Re: [jats-list] @content-type on elements for bibliographic citations?

Subject: Re: [jats-list] @content-type on elements for bibliographic citations?
From: Bruce Rosenblum <bruce@xxxxxxxxx>
Date: Tue, 14 Aug 2012 12:36:47 -0400
Hi Kevin,

With respect to one specific item in your questions, I believe it's generally more flexible to use mixed-citation when tagging non-journal references rather than element-citation because you can run into cases where element citation just doesn't work well for some more unusual non-journal (e.g. book, book chapter, conference papers, or gray literature) references.

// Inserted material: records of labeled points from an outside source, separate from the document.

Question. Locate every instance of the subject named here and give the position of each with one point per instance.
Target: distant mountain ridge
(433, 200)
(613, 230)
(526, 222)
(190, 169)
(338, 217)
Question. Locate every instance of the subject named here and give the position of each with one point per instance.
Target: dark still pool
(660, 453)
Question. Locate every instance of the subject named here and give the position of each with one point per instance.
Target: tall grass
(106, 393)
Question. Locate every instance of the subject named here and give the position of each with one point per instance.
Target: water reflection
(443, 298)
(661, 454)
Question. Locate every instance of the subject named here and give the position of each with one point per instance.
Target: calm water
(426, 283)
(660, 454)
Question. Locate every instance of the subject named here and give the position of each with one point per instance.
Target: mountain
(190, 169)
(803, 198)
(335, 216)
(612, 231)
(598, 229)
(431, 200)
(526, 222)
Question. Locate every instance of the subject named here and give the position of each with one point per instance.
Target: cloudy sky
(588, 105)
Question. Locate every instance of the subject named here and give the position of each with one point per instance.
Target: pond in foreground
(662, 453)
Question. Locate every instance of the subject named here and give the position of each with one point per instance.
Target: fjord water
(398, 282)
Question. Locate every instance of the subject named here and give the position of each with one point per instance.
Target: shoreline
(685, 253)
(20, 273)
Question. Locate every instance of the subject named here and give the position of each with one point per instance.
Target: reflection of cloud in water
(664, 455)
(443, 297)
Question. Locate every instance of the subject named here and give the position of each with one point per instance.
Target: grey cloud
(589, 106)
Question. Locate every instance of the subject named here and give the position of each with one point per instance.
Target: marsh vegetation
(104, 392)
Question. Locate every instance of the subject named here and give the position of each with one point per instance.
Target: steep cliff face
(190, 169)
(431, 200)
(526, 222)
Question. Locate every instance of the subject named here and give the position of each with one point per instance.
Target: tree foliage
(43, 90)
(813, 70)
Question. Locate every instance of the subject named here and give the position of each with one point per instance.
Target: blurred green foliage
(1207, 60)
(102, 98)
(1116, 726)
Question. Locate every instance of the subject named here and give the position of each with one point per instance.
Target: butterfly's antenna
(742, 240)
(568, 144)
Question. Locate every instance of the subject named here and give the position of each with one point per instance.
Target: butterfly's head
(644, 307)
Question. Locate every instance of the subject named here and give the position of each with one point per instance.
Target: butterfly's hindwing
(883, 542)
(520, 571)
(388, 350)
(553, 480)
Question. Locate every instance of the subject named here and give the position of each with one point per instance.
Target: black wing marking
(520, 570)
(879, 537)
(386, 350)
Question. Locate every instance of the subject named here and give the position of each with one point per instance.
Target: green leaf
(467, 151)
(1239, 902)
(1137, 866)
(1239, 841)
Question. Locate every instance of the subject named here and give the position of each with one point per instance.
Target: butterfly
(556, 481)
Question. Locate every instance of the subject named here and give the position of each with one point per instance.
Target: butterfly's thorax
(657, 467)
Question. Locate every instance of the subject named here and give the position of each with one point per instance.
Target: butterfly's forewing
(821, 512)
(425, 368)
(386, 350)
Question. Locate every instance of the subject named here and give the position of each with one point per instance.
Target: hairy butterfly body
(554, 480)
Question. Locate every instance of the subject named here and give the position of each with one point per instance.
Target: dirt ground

You might want to look at my JATS-con paper and presentation from 2011 (http://www.ncbi.nlm.nih.gov/books/NBK62602/) for more information about tagging references in general.

Best regards,

Bruce

At 07:12 PM 8/5/2012, Kevin Hawkins wrote:
As I become familiar with JATS, one thing that has struck me is that the content model of <element-citation> is remarkably flat. There is no grouping of information within the citation -- for example, of data relating to an article versus information related to the journal it appears in, or of data related to a chapter versus information related to the book it appears in, or of data related to a series in which a book or journal issue appears.

Would anyone be willing to share a tagged examples of one or more of these:

a) A citation to a particular page or pages within a journal article (where you an <fpage>/<lpage> pair for the cited pages and another pair for the page range of the whole journal article)

b) A citation for a chapter within an anthology (where you one <person-group>/<collab> for the author and one <person-group>/<collab> for the editor of the anthology)

c) A citation for a special issue of a journal that is part of a monographic series (where you have a <volume> for the journal's numbering and another <volume> for the series numbering)

While I realize that in each case you could simply have more than one of the elements I list above within the <element-citation> (or <mixed-citation>), I'm wondering whether anyone tries to distinguish these with, say, @content-type, and if so, whether they have a controlled vocabulary for values of @content-type. That is, how do you distinguish the components of such complex citations in a way that the citation could be processed by a machine?